1. Academic Career

2. Research
     Melanopsin Receptors    Molecular Mechanism of Mammalian Circadian Rhythm    Time Restricted Feeding (TRF)  

3. Selected Publications

4. Awards

5. References

This now appears to be ready for review and acceptance other than the formatting of the references. Robert McClenon (talk) 17:10, 15 April 2017 (UTC)}}

Satchidananda Panda (born in 1971) is an Indian chronobiologist who currently works as a Professor at the Salk Institute for Biological Studies. He has made several notable contributions to the field of chronobiology. He established that melanopsin and intrinsically photosensitive retinal ganglion cells (ipRGCs) play a dominant role in circadian photoentrainment. He also conducted research on time-restricted feeding (TRF). Currently, through explorations of the circadian rhythmicity of metabolism in mice, Panda and his lab have research that they believe may prevent obesity through the timing of eating.

Academic Career

Panda was born and raised in India. Here, Panda earned his bachelor’s degree in agriculture, specializing in genetics and plant breeding, from Orissa University of Agriculture and Technology in 1991^[1]. Afterwards, he pursued a master's program in biotechnology at Tamilnadu Agricultural University and graduated in 1994. Panda then decided to move to the United States and joined the graduate program at The Scripps Research Institute where he studied the circadian oscillator mechanism in plants under Dr. Steve Kay. Since receiving his PhD in 2011, he conducted postdoctoral research in Dr. John Hogenesch’s lab at the Genomics Institute of the Novartis Research Foundation in San Diego. Here, he tried to understand the light input pathway along with circadian regulation of behavior and physiology in mammals by using genetic and genomic approaches. His work revealed tissue-specific circadian regulation of transcription and suggested that mammals engage multiple photoreceptors to adapt to their natural environment.

Research

Melanopsin Receptors

One of the main focuses of Panda’s lab is circadian photoentrainment in mammals, specifically the role of melanopsin in circadian photoentrainment.

In 2002, Panda generated a line of melanopsin knockout (Opn4) mice using homologous recombination in mice embryonic stem cells to replacing the first exon of the melanopsin gene with a neomycin-resistant gene. Panda placed these mice in two different environments: a normal photoperiod using 480 nm light and constant darkness, and observed their subsequent behavior. Panda's results showed that these mice were still able to entrain to the photoperiod. However, melanopsin KO mice showed attenuated entrainment capabilities compared to wild type (WT) mice with a shift magnitude about half of the WT mice. Panda then exposed the melanopsin KO mice to the same wavelength as before but with varying light intensities. He found that lower intensities produced the greatest entrainment differences between both mouse lines.^[2]

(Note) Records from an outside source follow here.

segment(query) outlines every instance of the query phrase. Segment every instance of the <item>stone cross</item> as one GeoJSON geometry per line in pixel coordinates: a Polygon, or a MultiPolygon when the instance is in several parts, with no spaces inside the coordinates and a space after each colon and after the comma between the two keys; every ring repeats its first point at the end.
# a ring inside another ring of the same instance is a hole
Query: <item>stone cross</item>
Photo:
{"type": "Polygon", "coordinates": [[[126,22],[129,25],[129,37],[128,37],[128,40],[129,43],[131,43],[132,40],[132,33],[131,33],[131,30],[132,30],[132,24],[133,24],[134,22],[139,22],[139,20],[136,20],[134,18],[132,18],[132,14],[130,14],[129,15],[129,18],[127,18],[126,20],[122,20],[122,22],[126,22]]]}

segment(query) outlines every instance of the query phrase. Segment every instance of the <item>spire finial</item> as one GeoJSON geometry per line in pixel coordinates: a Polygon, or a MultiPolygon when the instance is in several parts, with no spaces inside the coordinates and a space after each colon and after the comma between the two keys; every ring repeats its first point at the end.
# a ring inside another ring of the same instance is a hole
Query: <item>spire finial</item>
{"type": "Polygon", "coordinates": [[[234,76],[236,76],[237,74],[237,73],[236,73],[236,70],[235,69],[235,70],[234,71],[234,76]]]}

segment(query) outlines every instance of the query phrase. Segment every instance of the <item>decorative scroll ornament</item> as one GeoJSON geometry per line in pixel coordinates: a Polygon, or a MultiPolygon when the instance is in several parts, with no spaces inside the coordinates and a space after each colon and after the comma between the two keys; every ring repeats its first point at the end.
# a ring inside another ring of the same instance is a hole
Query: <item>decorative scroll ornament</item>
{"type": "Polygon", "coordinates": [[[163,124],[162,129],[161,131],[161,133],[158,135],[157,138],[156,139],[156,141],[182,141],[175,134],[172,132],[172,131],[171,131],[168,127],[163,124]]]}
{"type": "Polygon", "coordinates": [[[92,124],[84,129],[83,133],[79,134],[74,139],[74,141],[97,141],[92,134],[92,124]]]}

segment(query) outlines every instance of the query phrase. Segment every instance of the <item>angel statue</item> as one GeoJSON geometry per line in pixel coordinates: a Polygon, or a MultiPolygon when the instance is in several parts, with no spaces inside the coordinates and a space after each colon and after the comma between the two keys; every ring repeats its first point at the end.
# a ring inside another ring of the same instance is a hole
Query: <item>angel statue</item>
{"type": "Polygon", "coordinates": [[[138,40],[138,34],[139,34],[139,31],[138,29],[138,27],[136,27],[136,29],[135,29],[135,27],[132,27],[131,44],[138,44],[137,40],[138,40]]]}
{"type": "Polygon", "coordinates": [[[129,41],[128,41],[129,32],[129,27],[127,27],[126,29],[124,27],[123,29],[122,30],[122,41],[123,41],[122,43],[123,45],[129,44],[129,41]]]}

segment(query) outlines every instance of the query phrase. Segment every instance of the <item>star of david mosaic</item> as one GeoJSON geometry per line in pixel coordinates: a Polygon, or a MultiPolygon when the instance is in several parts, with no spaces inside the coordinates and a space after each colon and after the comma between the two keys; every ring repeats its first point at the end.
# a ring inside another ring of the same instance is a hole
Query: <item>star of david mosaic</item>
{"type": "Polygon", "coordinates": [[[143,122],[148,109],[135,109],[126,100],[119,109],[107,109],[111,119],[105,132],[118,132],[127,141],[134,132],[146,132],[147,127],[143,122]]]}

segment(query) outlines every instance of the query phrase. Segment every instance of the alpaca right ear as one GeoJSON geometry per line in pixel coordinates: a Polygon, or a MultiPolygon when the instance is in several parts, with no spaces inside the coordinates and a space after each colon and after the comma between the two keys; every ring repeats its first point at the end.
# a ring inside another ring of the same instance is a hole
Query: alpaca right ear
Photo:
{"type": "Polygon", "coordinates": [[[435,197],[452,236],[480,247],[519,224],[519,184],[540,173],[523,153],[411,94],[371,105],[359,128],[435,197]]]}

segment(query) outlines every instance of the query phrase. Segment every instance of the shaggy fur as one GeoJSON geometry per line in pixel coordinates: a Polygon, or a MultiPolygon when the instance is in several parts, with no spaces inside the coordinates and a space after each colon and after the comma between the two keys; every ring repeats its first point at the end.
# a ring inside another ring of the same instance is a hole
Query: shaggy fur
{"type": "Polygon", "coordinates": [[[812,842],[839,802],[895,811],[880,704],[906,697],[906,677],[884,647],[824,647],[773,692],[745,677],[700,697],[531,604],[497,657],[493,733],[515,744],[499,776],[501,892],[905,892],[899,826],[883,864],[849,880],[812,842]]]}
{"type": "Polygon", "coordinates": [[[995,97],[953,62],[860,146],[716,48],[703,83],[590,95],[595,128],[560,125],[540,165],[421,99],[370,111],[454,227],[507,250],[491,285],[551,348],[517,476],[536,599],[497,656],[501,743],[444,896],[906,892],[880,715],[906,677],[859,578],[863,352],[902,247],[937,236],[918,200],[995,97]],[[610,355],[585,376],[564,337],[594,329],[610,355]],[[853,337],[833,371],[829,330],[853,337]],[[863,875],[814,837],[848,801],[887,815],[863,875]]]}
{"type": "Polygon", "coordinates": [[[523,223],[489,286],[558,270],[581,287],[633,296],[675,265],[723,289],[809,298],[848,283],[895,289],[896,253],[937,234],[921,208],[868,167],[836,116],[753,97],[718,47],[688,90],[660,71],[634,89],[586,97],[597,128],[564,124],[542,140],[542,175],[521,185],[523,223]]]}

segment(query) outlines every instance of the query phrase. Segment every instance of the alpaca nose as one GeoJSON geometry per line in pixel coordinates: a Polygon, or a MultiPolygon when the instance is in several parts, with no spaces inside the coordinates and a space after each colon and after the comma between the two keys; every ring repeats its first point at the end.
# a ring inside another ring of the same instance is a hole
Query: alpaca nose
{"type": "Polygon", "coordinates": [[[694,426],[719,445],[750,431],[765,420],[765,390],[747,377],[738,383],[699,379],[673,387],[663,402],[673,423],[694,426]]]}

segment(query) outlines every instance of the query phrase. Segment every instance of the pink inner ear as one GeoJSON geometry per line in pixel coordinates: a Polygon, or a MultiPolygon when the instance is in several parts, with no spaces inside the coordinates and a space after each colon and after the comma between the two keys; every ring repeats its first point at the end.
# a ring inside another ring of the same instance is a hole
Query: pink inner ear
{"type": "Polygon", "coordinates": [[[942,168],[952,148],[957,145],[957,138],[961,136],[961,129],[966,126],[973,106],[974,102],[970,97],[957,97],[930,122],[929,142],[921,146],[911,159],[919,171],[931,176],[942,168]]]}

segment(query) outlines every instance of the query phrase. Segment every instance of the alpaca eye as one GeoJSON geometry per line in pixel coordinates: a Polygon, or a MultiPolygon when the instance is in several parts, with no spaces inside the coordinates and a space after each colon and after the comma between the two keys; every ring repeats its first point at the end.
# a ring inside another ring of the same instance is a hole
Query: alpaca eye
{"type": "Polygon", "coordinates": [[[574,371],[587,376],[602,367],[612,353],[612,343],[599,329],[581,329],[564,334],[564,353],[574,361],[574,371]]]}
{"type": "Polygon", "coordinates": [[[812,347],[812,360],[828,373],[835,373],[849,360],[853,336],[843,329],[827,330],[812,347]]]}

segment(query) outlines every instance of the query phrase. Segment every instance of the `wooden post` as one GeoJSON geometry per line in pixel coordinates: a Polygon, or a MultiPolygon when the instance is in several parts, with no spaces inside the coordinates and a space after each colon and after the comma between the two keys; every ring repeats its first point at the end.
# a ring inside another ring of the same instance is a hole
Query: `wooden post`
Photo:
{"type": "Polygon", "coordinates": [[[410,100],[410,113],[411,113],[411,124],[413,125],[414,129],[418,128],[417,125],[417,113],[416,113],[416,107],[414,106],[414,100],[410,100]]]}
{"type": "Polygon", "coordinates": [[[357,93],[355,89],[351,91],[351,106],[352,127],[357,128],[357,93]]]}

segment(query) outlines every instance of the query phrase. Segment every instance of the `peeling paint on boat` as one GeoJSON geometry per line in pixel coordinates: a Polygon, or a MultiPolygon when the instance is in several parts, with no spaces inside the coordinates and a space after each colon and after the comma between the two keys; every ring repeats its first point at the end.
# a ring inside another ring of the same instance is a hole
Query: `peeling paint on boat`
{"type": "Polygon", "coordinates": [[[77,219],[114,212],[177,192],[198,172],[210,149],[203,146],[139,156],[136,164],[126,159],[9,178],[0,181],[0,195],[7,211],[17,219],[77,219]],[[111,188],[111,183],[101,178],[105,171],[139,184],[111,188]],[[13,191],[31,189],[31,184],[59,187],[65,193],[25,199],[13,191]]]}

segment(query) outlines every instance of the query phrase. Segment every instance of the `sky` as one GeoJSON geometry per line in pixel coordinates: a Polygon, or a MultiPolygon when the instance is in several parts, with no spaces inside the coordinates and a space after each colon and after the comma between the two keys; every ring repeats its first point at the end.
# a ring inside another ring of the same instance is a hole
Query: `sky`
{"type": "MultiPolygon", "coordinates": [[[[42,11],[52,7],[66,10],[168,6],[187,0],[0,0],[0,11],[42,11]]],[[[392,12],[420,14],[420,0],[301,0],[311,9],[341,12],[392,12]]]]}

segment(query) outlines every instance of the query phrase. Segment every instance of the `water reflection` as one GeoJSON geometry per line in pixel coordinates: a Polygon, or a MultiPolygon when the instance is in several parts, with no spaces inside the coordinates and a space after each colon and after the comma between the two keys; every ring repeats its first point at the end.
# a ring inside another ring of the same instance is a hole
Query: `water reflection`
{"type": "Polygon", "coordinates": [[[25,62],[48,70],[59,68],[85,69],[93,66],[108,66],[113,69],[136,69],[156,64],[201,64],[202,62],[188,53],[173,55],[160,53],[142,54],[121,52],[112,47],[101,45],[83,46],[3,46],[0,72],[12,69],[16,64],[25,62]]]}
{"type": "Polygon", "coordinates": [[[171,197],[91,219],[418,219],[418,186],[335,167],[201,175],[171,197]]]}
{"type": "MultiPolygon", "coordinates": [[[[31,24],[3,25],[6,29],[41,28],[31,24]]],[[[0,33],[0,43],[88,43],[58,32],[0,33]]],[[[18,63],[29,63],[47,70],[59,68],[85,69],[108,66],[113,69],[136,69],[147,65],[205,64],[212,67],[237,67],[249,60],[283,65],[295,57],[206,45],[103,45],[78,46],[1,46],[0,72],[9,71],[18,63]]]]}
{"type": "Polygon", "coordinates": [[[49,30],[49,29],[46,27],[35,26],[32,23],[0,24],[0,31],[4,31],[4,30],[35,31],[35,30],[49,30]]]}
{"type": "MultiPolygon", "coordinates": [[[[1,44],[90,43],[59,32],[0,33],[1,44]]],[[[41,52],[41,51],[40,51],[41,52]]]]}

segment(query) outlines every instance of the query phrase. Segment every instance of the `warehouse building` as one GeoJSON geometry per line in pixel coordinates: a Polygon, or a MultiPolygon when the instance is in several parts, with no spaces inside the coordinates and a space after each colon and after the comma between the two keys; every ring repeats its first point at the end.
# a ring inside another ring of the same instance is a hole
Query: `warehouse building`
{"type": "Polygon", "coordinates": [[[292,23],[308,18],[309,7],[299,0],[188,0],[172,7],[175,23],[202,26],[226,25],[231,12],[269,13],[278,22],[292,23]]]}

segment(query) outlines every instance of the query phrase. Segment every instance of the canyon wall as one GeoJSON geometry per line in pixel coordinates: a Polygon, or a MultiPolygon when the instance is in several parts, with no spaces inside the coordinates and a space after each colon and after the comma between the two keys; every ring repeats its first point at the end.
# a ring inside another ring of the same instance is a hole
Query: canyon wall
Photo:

In constant darkness, melanopsin KO mice free-ran properly, displaying no difference from WT mice. Panda then placed these mice in constant white light and observed a similar trend. Melanopsin KO mice displayed the expected circadian period lengthening, but not with the same magnitude as WT mice.

This research concluded that melanopsin does play a role in photoentrainment process, though it is not necessary. However, despite its role in photoentrainment, melanopsin does not seem directly involved in core circadian clock functions as the melanopsin KO mouse line did not display any observable changes in circadian activity rhythms.

In 2003, Panda crossed a melanopsin KO mouse line (Opn4−/−) with a mouse line (rd/rd) lacking rods and cones in the retina. This generated a new mouse line which lacked both melanopsin and functional rods and cones. Using this line, Panda exposed mice to constant light and constant dark environments as well as normal photoperiods, similar to his 2002 experiment. Melanopsin KO mice lacking both rods and cones free ran in constant dark environments, mirroring the response of mice lacking only melanopsin. However, in constant light environments and normal photoperiods, mice lacking both melanopsin and functioning rods and cones free ran as well. There was no observable attempt to entrain the the cycle. Thus, mice do not contain any other photoreceptor that is sufficient to induce photoentrainment. However, rods and cones or melanopsin alone is sufficient for photoentrainment.^[3]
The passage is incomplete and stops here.